Monday, January 05, 2009

Why Utah's getting no BCS love

Make no mistake: if I was coaching a college football team this season, I'd be scared to face Utah.  Damn scared.  It's unfortunate that the Utes, who finished this season as the only undefeated BCS team, aren't getting more consideration as this year's national champion.  It's a downright shame.  

The team has Mercurial speed.  The defense could match you up front or be in your face step for step downfield with the best of them.  Brian Johnson has got crazy game and will play on Sunday.

But there's a reason Utah isn't getting more love from the writers, coaches and computers that determine the ridiculous system that is the Bowl Championship Series we're forced to deal with.  Several of them, actually.  All of which arguably merited, and all of which unfair. 

The Mountain West Conference
The Utes basically crushed the notion that conferences not named the Pac-10, Big Ten, SEC, ACC, Big East or Big 12 can't hang with the big boys after stomping Alabama in the Sugar Bowl.  Hawaii's monumental 41-10 loss to Georgia in last year's Sugar Bowl made a huge statement about non-BCS conferences being able to compete despite their regular season dominance.  Still, the Mountain West is unfairly treated by the media more as a fetish than a collection of legitimate athletic programs that can produce a few teams that can consistently be nationally competitive. 

USC, Florida and Oklahoma
Building on my previous point, let's face it - as good as the Utes have consistently played this season, conventional logic projects them coming up short against the other traditional powerhouses vying for the crystal pigskin.  And in lieu of a tournament system, we'll never know.  I'd like to see two national semi-finals pitting USC/Utah and OU/Florida.  That would be really cool.   

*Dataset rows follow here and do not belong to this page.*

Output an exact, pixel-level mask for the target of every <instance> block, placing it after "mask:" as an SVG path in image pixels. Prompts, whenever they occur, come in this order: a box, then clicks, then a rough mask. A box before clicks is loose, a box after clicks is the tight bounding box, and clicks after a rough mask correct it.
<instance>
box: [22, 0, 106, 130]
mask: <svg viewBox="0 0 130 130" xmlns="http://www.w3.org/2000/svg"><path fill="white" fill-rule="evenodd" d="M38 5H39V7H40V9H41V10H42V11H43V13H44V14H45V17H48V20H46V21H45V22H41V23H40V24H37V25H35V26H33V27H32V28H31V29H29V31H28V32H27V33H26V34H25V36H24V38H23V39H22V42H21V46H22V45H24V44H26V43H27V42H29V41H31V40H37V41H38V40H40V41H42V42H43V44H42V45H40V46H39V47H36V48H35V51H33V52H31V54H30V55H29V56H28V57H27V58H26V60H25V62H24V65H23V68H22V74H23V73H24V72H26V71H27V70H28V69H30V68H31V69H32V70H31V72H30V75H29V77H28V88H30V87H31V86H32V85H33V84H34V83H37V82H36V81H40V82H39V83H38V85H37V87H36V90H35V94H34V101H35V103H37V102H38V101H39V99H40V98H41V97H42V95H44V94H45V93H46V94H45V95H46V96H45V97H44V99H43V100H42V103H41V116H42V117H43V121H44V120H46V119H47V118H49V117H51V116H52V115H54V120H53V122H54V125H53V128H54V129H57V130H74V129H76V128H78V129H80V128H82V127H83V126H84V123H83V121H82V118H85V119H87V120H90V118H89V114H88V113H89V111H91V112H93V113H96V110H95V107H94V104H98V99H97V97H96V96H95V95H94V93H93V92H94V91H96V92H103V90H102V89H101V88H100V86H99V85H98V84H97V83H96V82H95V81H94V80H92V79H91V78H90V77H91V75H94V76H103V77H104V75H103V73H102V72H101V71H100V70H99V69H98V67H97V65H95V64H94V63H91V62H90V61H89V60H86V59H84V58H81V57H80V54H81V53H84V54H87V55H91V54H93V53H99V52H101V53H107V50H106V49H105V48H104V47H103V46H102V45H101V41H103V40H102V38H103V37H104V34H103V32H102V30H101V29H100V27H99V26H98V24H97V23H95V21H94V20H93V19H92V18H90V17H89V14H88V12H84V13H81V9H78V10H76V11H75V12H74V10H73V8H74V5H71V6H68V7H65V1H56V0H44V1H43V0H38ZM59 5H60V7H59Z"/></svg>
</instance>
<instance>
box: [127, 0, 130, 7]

Utah isn't even the biggest program in its own state
Even though recent history under Urban Meyer brought Utah to national prominence, BYU in many people's eyes remains the Green Mountain State's premiere program.  Historically the school has owned more NCAA records, Heismans, national titles - ergo more luster - than their in-state rivals from Salt Lake City. 

Hoops remains the big sport on campus
The U of U still lays claim to being the former stomping grounds of the likes of Andre Miller, Keith Van Horn and Andrew Bogut - and eternally under the tutelage of hardcourt Svengali Rick Majerus.  Even though their days of March miracles are now a distant memory, it's still got a great feel as a hoops school.  And the eternal shadow cast over the state by John Stockton and Karl Malone will always make Utah very basketball-friendly.  This doesn't bode well the later we get into the Fall. 

Network TV's warm, glowing light doesn't shine on thee
Aside from a scant few early season out-of-conference games, Utah's time zone makes it tough for fans throughout the country to really see how good the Utes are.  Too late for the East Coast and not exactly L.A. time, they're in a tough spot marketwise.

The program lives in sports story purgatory
The funny thing about Utah is that it features a roster with several two-star recruits, so it doesn't get scouts oohing an ahhing over a bench full of high school all-Americans.  It's caught in that limbo that doesn't get them enough street cred to be held in the same light with the Michigans and Florida States of the world, but not enough of the "shocking success" value that the school can engender the Cinderella storyline like Vanderbilt got this year.  They're just a very well coached, disciplined football program that executes incredibly well...but being vanilla isn't conducive to drawing the ire of national media.

It's freakin' Utah!
Remember the classic line from Wayne's World?  "Hi...I'm in...Delaware."  Yep.  I'll avoid making any obvious cracks about how the only things going for the state are the Jazz and polygamy, but with sports on a national scale being 70% image, Utah just doesn't have the sexiness that markets like Miami, Texas or LSU naturally draw.  And the program lacks the historical context that makes Nebraska, Oklahoma and Ohio State the perpetual darlings of pollsters and servers.  Don't get me wrong, Utah's a beautiful state with outstanding citizens and I'd love to live there someday, but with the way of the sports world being heavily predicated on the lure of the host market, it just doesn't gel.

But all is not lost - there is hope.  Buffalo's come a long way and is reaping the rewards.  South Florida makes routine appearances on the boob tube.  Appalachian State's gotten its share of the national spotlight over the last couple of seasons.  Here's hoping that Utah and the impressive body of work its put together gets some more respect from national writers, networks and voters.

Because they've certainly earned it.